Università degli studi dell’Aquila - UNIVAQ
The University of L’Aquila is a competitive research and teaching institution in Italy, whose foundation dates back to the Middle Age (1596). The University has seven departments and two centers of excellence (CETEMPS, DEWS) and offers a broad variety of programs in engineering and applied sciences.
The UNIVAQ/DEWS started its operations in 2001 after the Ministry of Scientific Research and University awarded grants for the formation of centers of excellence on a competitive basis. DEWS was among the very first organizations that proposed research on the use of networks of sensors, controllers and actuators to solve society scale problems such as health, disaster recovery, transportation systems, and education.
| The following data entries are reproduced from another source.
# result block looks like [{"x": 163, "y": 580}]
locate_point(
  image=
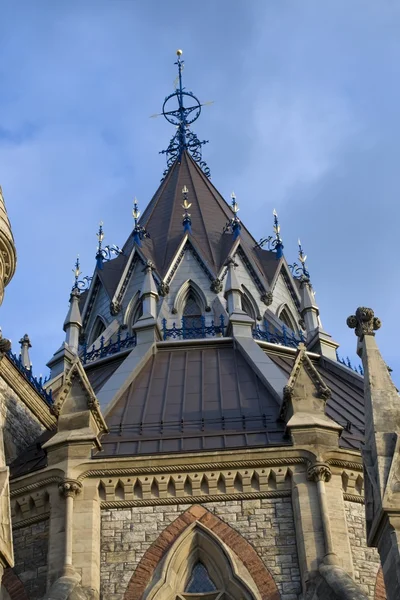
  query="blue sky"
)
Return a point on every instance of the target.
[{"x": 305, "y": 120}]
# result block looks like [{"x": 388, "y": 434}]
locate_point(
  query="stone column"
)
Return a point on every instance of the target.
[{"x": 381, "y": 453}]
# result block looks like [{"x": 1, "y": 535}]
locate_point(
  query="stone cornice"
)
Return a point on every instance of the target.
[
  {"x": 196, "y": 499},
  {"x": 26, "y": 393}
]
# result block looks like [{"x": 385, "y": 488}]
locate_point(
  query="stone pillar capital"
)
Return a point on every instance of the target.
[
  {"x": 69, "y": 488},
  {"x": 319, "y": 472},
  {"x": 363, "y": 322}
]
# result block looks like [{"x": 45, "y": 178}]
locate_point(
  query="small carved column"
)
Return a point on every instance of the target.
[
  {"x": 321, "y": 473},
  {"x": 69, "y": 488}
]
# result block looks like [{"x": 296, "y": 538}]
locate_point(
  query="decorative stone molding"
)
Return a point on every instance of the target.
[
  {"x": 363, "y": 322},
  {"x": 240, "y": 547},
  {"x": 115, "y": 308},
  {"x": 70, "y": 488},
  {"x": 267, "y": 298},
  {"x": 319, "y": 472},
  {"x": 163, "y": 289},
  {"x": 216, "y": 286}
]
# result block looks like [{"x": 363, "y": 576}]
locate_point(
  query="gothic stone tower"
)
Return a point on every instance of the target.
[{"x": 203, "y": 440}]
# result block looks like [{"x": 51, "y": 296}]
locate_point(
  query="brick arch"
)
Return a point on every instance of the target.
[
  {"x": 380, "y": 591},
  {"x": 240, "y": 547},
  {"x": 14, "y": 585}
]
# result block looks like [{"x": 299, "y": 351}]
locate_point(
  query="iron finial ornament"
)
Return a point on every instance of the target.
[
  {"x": 233, "y": 226},
  {"x": 274, "y": 243},
  {"x": 108, "y": 252},
  {"x": 187, "y": 222},
  {"x": 188, "y": 109},
  {"x": 139, "y": 232},
  {"x": 300, "y": 271}
]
DEWS researchers are active in networked embedded systems automatic control, analog and digital electronics, computer science and telecommunications. In this context, the Centre has been able to plan and manage projects of significant complexity as well as to spin-off an engineering company. DEWS has been a member of the HYCON Network of Excellence (Hybrid control: taming heterogeneity and complexity of networked embedded systems) and HYCON2 (Highly-complex and networked control systems) Network of Excellence.
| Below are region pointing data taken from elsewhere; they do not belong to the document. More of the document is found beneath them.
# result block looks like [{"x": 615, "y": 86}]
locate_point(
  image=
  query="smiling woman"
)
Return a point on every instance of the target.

UNIVAQ has experience on data-driven identification methodologies and implementation of data driven control strategies in real systems since 2012, with related research published since 2016. Both theoretical research and practical implementation have been carried out over the past years on several testbeds.
All this work consolidated a significant experience in Machine Learning-based data-driven techniques for identification, fault detection and control. UNIVAQ will contribute to the development of data-driven models and related methodologies and intends to significantly advance the state of the art in the reliability and failure detections in Battery Management Systems.
- Define the more appropriate requirement’s specification format and support the definition of the more appropriate validation testing methods.
- Develop data-driven methodologies to perform Prognostic and Health Management (PHM) of electronic components of the electric vehicle (ABS, BMS, etc.) based on machine learning algorithms.
- Investigate the aging of CMOS based electronics circuits and interfaces subjected to thermal cycling conditions and design a fully integrated circuit (IC) in CMOS technology optimized for batteries management in hash environments.
- Adapt a monitoring system to collect, at run-time, reliability data related to the system behaviour in order to feed the data-driven models developed.